A square where the old lady dressed in black with a scythe in her hand seems to have settled. A square, in short, full of sad and deadly anecdotes.
First of all, the name vetra is that of a part of the river Seveso, that once flowed here, and whose waters were used by tanners since the Middle Age. The leather processing techniques were very dangerous and the dirt and fumes could cause deadly infections even to the most resistant workers. The square became famous particularly because it was one of the places where witches were burnt at the stake.
One of the most touching stories that saw Piazza Vetra as its scenario is that of Caterina Medici, lover of Captain Vacallo, who, as expected, had no intention of marrying her. Caterina decided to rely on black magic and turned to a witch who gave her three nodes of love to put under her lover’s bed. Discovered, she was locked up in an asylum. A few years later, freed from her prison, she found a job with Senator Ludovico Melzi. The poor girl was extremely unlucky: soon after she was hired, the senator died of an unknown disease. Caterina was accused of witchcraft and burned alive in the square.

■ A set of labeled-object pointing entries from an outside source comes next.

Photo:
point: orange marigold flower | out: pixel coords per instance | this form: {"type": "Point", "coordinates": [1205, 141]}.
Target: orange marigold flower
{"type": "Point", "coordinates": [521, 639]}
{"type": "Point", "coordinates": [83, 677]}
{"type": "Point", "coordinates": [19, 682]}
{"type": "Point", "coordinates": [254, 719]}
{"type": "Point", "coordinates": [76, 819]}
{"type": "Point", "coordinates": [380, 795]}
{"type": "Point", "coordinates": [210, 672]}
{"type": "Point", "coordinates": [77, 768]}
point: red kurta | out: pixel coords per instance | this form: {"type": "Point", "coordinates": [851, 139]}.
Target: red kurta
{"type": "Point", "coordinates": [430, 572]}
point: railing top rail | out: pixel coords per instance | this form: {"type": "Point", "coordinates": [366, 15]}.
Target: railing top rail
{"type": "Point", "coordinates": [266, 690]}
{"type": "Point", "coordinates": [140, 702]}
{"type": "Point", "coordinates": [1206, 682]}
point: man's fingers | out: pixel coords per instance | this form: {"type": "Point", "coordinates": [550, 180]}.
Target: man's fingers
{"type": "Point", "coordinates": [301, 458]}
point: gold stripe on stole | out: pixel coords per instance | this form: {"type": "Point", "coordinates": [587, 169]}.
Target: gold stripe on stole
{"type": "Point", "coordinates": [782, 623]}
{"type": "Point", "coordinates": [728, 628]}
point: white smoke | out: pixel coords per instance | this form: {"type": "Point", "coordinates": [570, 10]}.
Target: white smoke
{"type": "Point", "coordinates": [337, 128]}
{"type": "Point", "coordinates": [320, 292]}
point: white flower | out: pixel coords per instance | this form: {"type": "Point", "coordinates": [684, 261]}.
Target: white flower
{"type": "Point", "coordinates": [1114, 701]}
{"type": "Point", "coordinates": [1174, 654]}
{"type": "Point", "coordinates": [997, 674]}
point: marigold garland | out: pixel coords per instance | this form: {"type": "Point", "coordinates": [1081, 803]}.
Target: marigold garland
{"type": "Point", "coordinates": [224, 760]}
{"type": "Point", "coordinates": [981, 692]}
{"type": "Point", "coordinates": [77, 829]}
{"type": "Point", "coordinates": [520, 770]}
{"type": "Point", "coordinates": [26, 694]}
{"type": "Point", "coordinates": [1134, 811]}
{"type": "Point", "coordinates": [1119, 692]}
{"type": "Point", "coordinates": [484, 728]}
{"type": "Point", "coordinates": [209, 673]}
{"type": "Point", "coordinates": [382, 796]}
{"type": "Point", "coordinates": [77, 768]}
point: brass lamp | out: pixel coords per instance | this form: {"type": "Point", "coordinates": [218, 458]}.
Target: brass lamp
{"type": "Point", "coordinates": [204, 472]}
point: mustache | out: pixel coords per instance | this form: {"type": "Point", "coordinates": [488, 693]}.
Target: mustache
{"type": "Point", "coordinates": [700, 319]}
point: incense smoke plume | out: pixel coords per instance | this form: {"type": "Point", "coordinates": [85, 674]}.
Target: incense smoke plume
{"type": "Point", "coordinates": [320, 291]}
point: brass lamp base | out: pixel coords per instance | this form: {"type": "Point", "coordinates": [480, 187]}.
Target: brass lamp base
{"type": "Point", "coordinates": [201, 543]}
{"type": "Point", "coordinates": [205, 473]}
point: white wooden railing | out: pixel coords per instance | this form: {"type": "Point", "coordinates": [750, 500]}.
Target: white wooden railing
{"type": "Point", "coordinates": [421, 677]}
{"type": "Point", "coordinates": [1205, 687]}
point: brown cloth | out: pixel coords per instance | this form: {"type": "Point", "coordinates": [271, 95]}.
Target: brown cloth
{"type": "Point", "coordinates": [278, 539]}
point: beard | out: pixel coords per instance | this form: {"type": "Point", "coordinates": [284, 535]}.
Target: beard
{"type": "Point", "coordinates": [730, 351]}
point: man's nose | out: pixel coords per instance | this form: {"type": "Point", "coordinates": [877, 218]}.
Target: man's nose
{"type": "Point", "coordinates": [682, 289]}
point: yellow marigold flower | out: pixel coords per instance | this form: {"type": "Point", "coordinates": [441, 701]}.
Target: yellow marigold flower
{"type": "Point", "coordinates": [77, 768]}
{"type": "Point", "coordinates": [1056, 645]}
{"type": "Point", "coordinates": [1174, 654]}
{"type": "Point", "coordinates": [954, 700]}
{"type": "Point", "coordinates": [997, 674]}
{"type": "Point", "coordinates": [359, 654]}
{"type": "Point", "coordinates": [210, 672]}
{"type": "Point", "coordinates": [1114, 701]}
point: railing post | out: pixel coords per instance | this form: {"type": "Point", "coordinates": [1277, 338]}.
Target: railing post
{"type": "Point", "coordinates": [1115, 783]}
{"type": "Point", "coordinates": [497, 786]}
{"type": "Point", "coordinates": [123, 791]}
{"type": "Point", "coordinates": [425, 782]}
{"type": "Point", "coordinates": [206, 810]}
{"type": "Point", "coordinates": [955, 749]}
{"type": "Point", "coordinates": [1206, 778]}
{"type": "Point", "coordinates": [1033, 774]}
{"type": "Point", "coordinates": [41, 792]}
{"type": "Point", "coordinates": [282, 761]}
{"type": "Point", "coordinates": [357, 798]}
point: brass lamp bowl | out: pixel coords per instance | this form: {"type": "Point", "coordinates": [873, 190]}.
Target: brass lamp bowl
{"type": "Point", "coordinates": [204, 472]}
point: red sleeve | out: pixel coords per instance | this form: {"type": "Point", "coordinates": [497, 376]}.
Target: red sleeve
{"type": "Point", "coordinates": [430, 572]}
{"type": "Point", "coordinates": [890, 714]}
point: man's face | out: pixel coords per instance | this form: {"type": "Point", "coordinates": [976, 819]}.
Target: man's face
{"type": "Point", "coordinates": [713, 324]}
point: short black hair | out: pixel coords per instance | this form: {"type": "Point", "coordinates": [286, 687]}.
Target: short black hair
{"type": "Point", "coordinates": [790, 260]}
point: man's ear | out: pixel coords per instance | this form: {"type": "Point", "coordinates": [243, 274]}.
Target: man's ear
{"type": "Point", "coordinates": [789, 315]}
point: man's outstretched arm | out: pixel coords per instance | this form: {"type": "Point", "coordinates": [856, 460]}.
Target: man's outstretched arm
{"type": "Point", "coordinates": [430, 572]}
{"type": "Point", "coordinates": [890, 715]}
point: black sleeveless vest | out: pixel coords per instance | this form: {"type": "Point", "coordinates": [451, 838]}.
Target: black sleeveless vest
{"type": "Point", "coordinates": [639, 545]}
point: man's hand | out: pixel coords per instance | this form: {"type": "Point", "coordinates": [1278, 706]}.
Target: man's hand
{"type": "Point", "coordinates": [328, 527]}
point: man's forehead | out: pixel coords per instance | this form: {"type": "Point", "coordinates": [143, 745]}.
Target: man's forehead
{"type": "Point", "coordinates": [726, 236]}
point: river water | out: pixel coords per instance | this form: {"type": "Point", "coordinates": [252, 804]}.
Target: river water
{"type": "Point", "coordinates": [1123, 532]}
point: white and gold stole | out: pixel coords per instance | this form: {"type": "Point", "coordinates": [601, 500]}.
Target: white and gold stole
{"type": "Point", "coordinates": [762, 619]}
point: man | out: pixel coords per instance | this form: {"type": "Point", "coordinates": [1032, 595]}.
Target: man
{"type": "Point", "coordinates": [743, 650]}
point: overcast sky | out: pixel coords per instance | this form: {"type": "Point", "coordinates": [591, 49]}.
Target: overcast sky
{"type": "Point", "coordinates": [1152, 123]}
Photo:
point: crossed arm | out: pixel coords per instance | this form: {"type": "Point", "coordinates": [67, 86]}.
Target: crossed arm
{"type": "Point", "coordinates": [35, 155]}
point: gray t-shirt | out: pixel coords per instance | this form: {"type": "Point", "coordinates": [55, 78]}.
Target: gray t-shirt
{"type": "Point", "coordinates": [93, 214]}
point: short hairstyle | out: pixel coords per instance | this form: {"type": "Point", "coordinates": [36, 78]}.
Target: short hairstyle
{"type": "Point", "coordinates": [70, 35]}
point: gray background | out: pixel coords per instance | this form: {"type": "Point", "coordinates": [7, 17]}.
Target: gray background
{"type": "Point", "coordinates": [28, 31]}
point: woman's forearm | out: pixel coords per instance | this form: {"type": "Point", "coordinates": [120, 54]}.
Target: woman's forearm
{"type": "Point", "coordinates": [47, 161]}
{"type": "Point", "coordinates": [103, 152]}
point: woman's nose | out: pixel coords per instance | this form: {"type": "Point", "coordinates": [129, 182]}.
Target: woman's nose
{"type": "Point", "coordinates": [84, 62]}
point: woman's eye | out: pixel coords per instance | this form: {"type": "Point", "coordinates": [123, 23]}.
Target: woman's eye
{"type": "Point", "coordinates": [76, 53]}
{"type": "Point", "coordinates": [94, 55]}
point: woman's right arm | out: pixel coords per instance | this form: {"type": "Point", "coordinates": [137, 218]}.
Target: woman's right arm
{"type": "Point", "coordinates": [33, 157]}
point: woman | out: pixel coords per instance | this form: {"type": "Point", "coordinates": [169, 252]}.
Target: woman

Another story, also with a sad ending, is the one told by Manzoni in its Promessi Sposi and starring Guglielmo Piazza and Gian Giacomo Mora, both accused of being plague spreaders. After countless tortures, Piazza confessed his alleged crimes and denounced Mora as an accomplice. After being burned alive, Mora’s home was burnt down and in its place a column was erected, called “infamous” to remember the fact.
Coming to the present day, it is necessary to mention that this square was the scene of the shootings that took place in front of the Istituto Cattaneo in the 70s and the smuggling of heroin in the 90s. Now, the area has been re-evaluated and the gardens cleaned and put in order, but you can still feel gloomy atmosphere. Go there and have a walk in the gardens or enjoy the view of the fresh made murales that tell the history of Milan though images of important historical figures!